Sonia Ambrósio de Nelson, relações públicas e jornalista formada pela Universidade Católica de Santos, e atual correspondente da BBC World Service - Seção Brasil, em visita ao país, palestrou para alunos dos cursos de Comunicação Social da sua faculdade de formação. O evento aconteceu no dia 22 de setembro, às 10h, no Auditório C do Campus Pompéia – Unisantos, e faz parte do Fórum Permanente de Diálogo, Fé e Cultura promovido pela Pastoral Universitária.
A egressa convidada dividiu sua apresentação em dois períodos, dedicando o primeiro momento exclusivamente aos futuros jornalistas e relações públicas. Por essa característica da palestra, o evento também ficou caracterizado como uma Edição Especial do “RP: Onde Está Você?”.
Sonia descreveu seu trajeto profissional de repórter de revista feminina a relações públicas de organizações asiáticas, mostrando que seus títulos de PhD em Sociologia e mestre em Estudos Asiáticos, pela Universidade Nacional de Cingapura, lhe permitiram o conhecimento real dos interesses e conflitos político-sociais da região, facilitando seu trabalho.
Sua experiência mostrou que o curso universitário lhe dá apenas a base para ingressar na profissão, e que o diferencial está no perfil do profissional que se especializa e amplia sua rede de conhecimento. Frisou também a importância da criação de uma rede de relacionamentos para o comunicador.
Durante a palestra, o público se surpreendeu com a oportunidade de prestigiar uma entrevista telefônica ao vivo na Rádio da BBC. Sonia Ambrósio respondeu questões sobre “Mídia e Terrorismo”, que era o tema central para o segundo momento do encontro.
Após descrever o mercado de trabalho que enfrentou até chegar ao seu cargo atual, a palestrante foi mais específica ao explicar a questão da abordagem da imprensa asiática (principalmente jornais impressos) sobre o terrorismo – Palestra Mídia e Terrorismo.
Ela relatou a respeito do seu framework para estudar os 4 atentados (Bali 2002, JW Marriot Hotel, Embaixada Australiana 2004 e Bali 2005) que, paralelamente ao “Onze de setembro”, desencadearam uma seqüência de conflitos que ainda hoje interferem na vida de milhares de pessoas.
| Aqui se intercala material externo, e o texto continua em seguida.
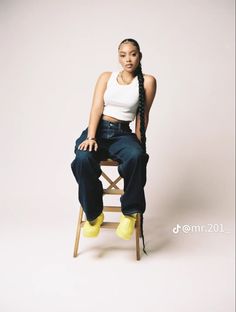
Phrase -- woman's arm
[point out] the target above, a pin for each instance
(150, 87)
(97, 103)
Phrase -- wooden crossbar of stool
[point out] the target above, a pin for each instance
(112, 189)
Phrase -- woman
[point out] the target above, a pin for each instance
(118, 98)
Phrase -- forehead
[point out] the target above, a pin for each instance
(127, 47)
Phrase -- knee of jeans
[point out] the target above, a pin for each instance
(138, 155)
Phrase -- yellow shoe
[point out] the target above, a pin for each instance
(126, 226)
(92, 228)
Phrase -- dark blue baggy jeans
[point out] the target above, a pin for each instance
(118, 142)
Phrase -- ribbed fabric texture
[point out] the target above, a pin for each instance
(121, 101)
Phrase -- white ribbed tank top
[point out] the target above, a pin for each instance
(121, 101)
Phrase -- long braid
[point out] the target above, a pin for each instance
(140, 110)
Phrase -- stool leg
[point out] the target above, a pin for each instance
(137, 236)
(78, 232)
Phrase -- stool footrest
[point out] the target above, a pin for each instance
(112, 208)
(113, 192)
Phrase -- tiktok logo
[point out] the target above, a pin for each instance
(176, 229)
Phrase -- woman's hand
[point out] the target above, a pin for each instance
(88, 144)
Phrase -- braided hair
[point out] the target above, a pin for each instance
(140, 111)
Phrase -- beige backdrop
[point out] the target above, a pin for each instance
(51, 55)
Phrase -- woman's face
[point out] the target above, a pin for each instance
(129, 57)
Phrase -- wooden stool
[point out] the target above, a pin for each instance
(112, 189)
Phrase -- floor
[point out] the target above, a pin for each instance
(181, 273)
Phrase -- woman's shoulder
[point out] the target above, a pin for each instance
(104, 76)
(148, 77)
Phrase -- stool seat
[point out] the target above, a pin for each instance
(112, 189)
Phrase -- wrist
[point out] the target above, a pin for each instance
(90, 138)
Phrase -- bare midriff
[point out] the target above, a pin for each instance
(112, 119)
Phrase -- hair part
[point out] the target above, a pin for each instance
(141, 108)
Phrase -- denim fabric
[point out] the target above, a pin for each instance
(118, 142)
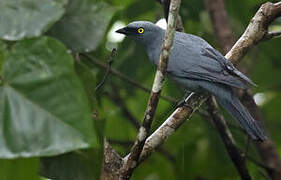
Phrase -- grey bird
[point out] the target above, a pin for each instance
(198, 67)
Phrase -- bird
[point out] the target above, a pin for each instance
(198, 67)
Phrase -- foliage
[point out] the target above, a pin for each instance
(47, 92)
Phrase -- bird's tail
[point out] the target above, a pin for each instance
(233, 105)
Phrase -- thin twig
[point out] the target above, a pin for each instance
(253, 160)
(268, 12)
(271, 35)
(234, 152)
(124, 77)
(109, 63)
(131, 162)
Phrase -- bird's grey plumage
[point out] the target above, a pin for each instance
(200, 68)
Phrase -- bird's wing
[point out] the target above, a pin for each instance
(192, 57)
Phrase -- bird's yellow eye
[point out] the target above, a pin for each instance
(140, 30)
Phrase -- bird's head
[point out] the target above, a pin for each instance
(143, 31)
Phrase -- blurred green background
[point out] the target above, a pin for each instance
(46, 97)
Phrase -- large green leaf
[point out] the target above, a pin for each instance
(80, 165)
(19, 169)
(27, 18)
(43, 107)
(84, 24)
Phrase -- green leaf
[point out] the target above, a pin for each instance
(80, 165)
(27, 18)
(19, 169)
(44, 109)
(84, 24)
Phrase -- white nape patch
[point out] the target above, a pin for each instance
(260, 98)
(162, 23)
(142, 134)
(158, 78)
(113, 36)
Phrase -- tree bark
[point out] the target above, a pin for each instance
(223, 33)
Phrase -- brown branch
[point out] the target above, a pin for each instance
(267, 148)
(109, 63)
(124, 77)
(255, 32)
(273, 34)
(116, 98)
(220, 23)
(161, 150)
(195, 100)
(223, 33)
(131, 161)
(234, 152)
(258, 31)
(111, 163)
(171, 124)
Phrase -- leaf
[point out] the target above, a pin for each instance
(27, 18)
(80, 165)
(43, 107)
(19, 169)
(84, 24)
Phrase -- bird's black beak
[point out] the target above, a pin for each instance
(122, 31)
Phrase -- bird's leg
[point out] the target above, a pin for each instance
(182, 102)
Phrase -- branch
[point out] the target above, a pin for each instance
(235, 154)
(271, 35)
(115, 96)
(255, 32)
(124, 77)
(267, 13)
(109, 63)
(131, 161)
(220, 23)
(223, 33)
(110, 171)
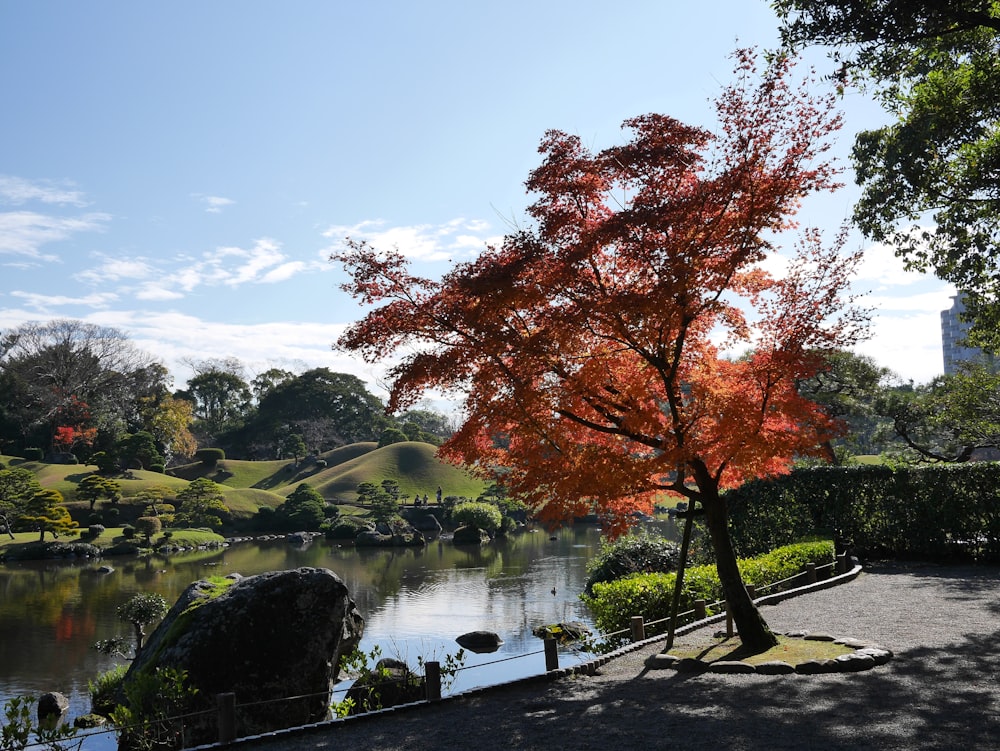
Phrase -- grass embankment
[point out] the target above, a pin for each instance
(248, 485)
(26, 544)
Para citar esses acontecimentos a egressa utilizou o termo “eventos” e, após ser questionada a respeito, explica que a cobertura jornalística está trazendo valores sociais para si - Construcionismo. Sendo assim, o Onze de setembro seguiu a linha de “jornalismo de espetáculo”, tendo em vista o frenesi que causou na imprensa, podendo ser classificado dessa forma.
Como profissional da área, Sonia utilizou sua liberdade para declarar que, a própria mídia cria para seu público uma cadeia de raciocínios e propõe analogias que impõem rótulos suspeitos como, por exemplo, a idéia de que “(...) Islamismo radical gera terrorismo”. Fora isso, ela contou sobre o controle de líderes políticos sobre os principais jornais da área compreendida como o New Strait Times e Strait Times.
“A mensagem geral dos jornais: não desafie o governo nem crie distúrbios sociais... Não interrompa a ordem social, não interrompa o desenvolvimento econômico”. – Trecho retirado da palestra.
Ainda no âmbito jornalístico, a palestrante usou o termo “saturação de informações” para se referir aos canais que se dedicam a 24 horas de jornalismo.
Ao final, Sonia Ambrósio caracterizou o Terrorismo como uma questão global, contou sobre seus planos acadêmicos para o futuro e indicou aos futuros RPs que se interessem em aprender alguns idiomas asiáticos, pois existem muitas organizações precisando e contratando profissionais com essas características.